Across the United States, the share of seasonal job postings among all openings was up 50% over a year ago and 125% over October 2013, according to the job-search website Indeed. Retailers and distribution companies began posting seasonal openings and holding job fairs as early as August, sooner than usual.

UPS is looking for more than 900 seasonal workers in Indianapolis, including package handlers, package car and truck drivers and driver helpers. The jobs range in starting pay from $10.15 an hour for package handlers to $30 an hour for truck drivers. UPS is about halfway through its seasonal hiring, said Rob Morrow, the company's human resources manager in Indianapolis.

UPS has introduced incentives this year to compete against other companies. Workers can get a $250 bonus for staying 30 days, another $250 bonus after 90 days and a $500 bonus for staying through the season.

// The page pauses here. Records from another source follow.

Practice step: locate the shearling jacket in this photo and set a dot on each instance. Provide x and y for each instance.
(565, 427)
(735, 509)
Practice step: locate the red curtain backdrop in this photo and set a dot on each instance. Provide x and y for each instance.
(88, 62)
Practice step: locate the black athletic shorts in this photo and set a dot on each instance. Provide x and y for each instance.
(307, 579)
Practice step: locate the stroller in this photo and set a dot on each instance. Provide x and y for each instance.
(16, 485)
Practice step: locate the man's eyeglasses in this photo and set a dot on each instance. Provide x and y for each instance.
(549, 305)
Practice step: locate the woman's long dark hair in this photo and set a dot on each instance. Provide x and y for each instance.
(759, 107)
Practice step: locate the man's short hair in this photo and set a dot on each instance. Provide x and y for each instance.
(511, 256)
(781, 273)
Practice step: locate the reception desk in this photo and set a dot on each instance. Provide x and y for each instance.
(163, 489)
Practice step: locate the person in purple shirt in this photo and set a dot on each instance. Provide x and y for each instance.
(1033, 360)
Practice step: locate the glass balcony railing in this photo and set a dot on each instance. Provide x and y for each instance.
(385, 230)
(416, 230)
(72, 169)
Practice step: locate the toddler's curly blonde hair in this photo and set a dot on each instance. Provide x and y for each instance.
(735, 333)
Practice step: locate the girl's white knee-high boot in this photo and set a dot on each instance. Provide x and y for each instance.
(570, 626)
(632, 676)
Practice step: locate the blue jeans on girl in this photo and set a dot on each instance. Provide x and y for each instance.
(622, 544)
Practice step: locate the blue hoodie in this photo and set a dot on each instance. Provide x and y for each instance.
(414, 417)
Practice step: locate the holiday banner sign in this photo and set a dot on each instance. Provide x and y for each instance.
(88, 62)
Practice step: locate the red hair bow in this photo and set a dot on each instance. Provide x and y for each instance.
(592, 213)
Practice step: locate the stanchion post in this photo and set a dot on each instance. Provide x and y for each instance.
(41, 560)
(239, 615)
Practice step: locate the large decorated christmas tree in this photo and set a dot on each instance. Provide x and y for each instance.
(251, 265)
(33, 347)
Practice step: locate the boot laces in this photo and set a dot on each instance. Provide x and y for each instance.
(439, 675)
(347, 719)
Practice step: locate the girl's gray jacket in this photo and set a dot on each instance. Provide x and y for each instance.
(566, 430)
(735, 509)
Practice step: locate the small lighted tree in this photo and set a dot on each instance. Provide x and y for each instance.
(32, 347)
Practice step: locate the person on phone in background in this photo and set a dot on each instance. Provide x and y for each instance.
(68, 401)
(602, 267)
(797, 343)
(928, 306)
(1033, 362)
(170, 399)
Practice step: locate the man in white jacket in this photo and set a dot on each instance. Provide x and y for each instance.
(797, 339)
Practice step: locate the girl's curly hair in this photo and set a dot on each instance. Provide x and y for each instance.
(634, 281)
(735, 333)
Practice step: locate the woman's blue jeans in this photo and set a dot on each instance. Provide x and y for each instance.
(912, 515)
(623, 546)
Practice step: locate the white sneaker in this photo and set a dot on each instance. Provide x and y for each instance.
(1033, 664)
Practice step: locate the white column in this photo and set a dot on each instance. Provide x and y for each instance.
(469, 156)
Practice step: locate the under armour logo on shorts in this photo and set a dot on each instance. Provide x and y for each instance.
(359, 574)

UPS also offers college students up to $25,000 in tuition reimbursement over the course of a degree program.

"Applicants now have multiple choices when it comes to what jobs are out there and what they choose to take," Morrow said. "We are seeing that as we're having interviews and conversations with the applicant, they may have two or three different companies they're looking at and trying to make a decision, not just one option with UPS."

U.S. retail hiring is expected to be even with last year, when employers added 738,800 seasonal jobs during the fourth quarter, according to workplace consultant Challenger, Gray & Christmas Inc. National chains such as Macy's Inc., Target Corp. and J.C. Penney Co. have announced plans to add similar numbers of seasonal workers this year. Penney, in a statement to IndyStar, said it is seeking 170 sales associates in the Indianapolis area.

Yet, Challenger notes, the increasing popularity of e-commerce is creating more transportation and warehousing jobs that could push overall seasonal hiring up this year. Target, for instance, has said it will add 7,500 seasonal workers to its distribution centers across the United States on top of its in-store jobs.

That trend is opening up a disproportionate number of jobs for people in central Indiana, which is a Midwest distribution hub for many retailers, including e-commerce giant Amazon. The Seattle company is hiring an eye-popping 6,000 seasonal workers in central Indiana as part of a national plan to hire 120,000 people, a 20% spike over 2015.

Amazon has distribution operations in Indianapolis, Whitestown and Plainfield, Indiana. To expand its field of candidates, Amazon is offering public transportation options for workers, including shuttle service from the Indiana State Fairgrounds to its fulfillment center in Whitestown. The jobs range in salary between $12 and $16.50 per hour, according to a website advertising the jobs.

"We're offering a mix of full-time and part-time positions," Amazon spokeswoman Nina Lindsey said. "All of them have great pay, and all of them are offering opportunities to potentially stay on in regular full-time roles after the holidays, which is a really exciting prospect for a lot of candidates."

FedEx, another company that does big business during the holidays thanks to e-commerce, is hiring more than 1,000 seasonal employees in Indianapolis at a starting salary of $12.62 per hour. The company's hiring plans are on par with 2015, in part because it has been raising staffing levels throughout the year.

"Due to the growth of e-commerce and growth of our ground network, we've been hiring pretty much year-round to support that growth," FedEx spokeswoman Jennifer Caccavo Cordeau said. "It definitely picked up in September."

Consumers plan to spend an average of $1,121 on holiday shopping this year, up 10% over 2015, according to a PricewaterhouseCoopers survey. A quarter of consumers say they plan to spend more online this year.